We did not find the same differences in species richness between the habitats of wolf spiders as with carabid beetles, but our sample of wolf spiders was quite small, only 480 individuals, and this may have been too few for the analyses. Schirmel and Buchholz (2011) analysed a larger data set and they found more spider species and indicator species in the youngest stage of heathland succession. Spiders are known for having good dispersal abilities and the instars are using ballooning to move long distances (Duffey 1998; Richter 1970). They are probably less affected by fragmentation than carabid beetles. This may also be a part of the explanation why we did not observed differences in species richness between the PLCs and the heathlands.

The Shannon index of carabid beetles and wolf spiders was low in all habitats, probably due to low species richness and that there were a relatively small number of species that were more numerous. We could suspect a trend that the Shannon index seemed to be higher in the more opened habitats.

It is interesting that we recorded almost seven times more individuals of carabid beetles and three times more individuals of wolf spiders in the heathlands than the PLCs. This indicates that we had a higher activity of carabid beetles and wolf spiders in the more open habitats. Many carabid beetles and the wolf spiders are xerothermic and they prefer to live in hot and dry conditions. The intensive managed heathlands are probably a better environment for those species than the PLCs that have high and dense vegetation and humid and cold microclimate conditions (Kirby 2013; Delany 1953).

Ljungberg (2001) listed indicator carabid beetles for heathlands and semi-natural grasslands in Sweden.
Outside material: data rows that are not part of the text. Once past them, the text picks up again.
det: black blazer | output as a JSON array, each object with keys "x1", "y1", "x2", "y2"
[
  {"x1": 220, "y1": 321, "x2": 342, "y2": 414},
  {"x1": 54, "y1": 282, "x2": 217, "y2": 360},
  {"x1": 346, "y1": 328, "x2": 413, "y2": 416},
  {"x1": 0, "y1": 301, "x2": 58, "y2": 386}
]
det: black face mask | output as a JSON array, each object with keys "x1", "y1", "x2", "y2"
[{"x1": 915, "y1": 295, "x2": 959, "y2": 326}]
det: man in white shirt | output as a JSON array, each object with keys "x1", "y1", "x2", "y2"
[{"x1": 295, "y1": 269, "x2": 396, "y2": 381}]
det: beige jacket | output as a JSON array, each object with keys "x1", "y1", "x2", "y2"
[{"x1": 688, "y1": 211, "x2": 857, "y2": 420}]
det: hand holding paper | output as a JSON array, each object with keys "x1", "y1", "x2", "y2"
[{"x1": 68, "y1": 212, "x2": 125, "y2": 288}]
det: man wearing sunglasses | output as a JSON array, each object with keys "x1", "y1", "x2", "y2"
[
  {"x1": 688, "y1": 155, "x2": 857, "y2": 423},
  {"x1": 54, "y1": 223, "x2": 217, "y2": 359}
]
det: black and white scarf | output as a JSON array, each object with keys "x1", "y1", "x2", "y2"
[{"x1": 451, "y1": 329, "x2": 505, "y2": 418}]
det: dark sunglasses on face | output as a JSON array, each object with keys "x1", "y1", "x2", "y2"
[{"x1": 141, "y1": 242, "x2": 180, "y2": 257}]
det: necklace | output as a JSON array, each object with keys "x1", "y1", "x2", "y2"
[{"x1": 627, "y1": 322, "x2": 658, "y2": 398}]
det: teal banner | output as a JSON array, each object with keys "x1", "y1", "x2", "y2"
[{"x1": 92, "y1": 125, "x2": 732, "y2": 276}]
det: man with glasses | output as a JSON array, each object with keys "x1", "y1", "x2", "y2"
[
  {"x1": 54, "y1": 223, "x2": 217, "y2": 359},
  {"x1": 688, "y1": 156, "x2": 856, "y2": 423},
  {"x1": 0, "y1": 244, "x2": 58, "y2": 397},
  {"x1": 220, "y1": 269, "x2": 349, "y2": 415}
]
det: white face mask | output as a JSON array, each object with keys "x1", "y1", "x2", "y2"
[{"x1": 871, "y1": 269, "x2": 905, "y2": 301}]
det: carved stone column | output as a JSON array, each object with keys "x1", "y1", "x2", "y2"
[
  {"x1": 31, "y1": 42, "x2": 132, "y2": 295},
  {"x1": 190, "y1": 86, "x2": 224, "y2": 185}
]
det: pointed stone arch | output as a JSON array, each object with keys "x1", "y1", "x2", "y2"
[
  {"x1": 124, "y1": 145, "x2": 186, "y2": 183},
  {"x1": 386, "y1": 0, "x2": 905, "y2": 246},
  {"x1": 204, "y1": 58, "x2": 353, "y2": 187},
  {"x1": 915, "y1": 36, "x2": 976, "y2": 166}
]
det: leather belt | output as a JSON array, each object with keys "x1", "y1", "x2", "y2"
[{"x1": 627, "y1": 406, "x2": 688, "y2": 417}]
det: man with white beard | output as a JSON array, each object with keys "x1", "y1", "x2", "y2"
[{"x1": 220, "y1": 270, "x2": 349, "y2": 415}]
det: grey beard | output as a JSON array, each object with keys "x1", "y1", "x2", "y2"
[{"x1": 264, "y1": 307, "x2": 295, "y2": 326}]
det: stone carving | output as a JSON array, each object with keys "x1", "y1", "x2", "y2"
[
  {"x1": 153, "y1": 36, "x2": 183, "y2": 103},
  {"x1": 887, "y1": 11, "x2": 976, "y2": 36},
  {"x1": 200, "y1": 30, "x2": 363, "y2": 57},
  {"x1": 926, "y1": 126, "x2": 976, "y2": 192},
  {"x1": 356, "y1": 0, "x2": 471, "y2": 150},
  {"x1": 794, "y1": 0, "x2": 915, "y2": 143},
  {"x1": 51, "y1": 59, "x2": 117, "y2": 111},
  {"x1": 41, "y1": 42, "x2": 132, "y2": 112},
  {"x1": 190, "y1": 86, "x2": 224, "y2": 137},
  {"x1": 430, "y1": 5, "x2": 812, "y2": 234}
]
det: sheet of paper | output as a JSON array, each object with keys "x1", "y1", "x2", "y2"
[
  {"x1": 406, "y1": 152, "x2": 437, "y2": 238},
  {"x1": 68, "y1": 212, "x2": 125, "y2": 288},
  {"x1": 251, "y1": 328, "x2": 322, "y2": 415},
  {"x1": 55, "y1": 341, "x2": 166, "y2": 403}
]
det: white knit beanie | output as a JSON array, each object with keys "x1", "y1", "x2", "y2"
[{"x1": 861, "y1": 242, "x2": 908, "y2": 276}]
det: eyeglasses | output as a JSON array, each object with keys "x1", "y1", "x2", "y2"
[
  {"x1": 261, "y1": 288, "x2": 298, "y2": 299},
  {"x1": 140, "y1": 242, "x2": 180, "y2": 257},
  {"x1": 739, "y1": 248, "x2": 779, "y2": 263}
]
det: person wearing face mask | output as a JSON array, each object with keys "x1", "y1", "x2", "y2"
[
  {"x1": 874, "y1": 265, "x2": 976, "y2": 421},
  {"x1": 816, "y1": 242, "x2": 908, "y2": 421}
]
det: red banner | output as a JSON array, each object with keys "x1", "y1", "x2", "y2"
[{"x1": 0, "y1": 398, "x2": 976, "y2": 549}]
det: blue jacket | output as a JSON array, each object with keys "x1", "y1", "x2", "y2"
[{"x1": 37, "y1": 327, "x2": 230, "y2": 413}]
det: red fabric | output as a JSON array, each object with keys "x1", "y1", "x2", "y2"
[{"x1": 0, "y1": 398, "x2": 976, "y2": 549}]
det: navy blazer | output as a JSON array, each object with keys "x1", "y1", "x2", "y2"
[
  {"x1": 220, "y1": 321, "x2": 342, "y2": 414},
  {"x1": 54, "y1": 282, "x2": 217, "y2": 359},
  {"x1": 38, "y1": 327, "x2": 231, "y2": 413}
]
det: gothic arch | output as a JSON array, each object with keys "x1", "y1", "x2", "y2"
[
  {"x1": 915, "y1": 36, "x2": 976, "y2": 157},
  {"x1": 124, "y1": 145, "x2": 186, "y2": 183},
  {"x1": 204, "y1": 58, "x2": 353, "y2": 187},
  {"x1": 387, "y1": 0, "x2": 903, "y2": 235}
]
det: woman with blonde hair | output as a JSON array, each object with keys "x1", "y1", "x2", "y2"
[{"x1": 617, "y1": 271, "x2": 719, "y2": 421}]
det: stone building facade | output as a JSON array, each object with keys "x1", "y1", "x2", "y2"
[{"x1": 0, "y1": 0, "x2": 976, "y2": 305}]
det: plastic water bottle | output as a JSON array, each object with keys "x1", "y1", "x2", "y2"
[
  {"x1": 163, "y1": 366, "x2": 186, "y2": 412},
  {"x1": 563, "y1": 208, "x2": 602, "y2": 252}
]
According to this list, we had six indicator species in the sites with traditionally managed heathland, and only one in the PLCs and the forests (Online Appendix). This supports the idea that the PLCs are not optimal habitats for these xerothermic species. Our study was not designed to capture or have focus on threatened species, but we found one species that is listed on the Swedish Red List (Artdatabanken 2015): the carabid beetle Poecilus punctulatus EN (endangered), that was captured in a traditionally managed heathland. Almost all heathland carabid beetles and wolf spiders that are threatened prefer heathlands with vegetation in an early successional stage (Lindroth 1985, 1986; Almquist 2005; Artdatabanken 2015).

Conclusion and implications for conservation

In conclusion, our study shows that the PLCs and the traditionally managed heathlands have clear differences in the carabid beetles and wolf spider heathland fauna that they house. This is probably an effect of the extensive management of the PLCs. Therefore, we conclude that the current management in the PLCs results in a low conservation value as an alternative habitat for carabid beetle and wolf spider heathland specialists.

Our study verified the importance of young successional stages for the typical heathland fauna. Based on these results, it is possible to give some advice for successful habitat management of the PLCs focusing on arthropod conservation. Firstly, there should be more open habitats in the early successional stages, with sparse and low vegetation. This is considered most important for rare carabid beetles and ground living spiders (Ljungberg 2002; Buchholtz 2010; Schirmel and Buchholz 2011). More frequent clearing of vegetation, combined with mowing of the PLCs are also suggested for butterfly conservation (Kommonen et al.2013; Berg et al. 2013, 2016). Fire is an is an important management strategy for the conservation of European heathlands, as it maintains an open landscape, and has an impact on the diversity and composition of the fauna and flora (Mallik and Gimingham 1983; Usher 1992; Uscher and Thompson 1993; Bargmann et al. 2015). But, fires might cause damage to the lines and the insulators and there is also a risk that the line is short circuited due to soot particles, and should be avoided as a management treatment in the PLCs (Svenska 2019). Secondly, there should still be a balance between different successional stages, from early to late, in the PLCs, to ensure that the ecological needs of several species groups are met, not only for ground living arthropods but also for birds, bees, butterflies and other groups that use different ecological niches in the heathlands.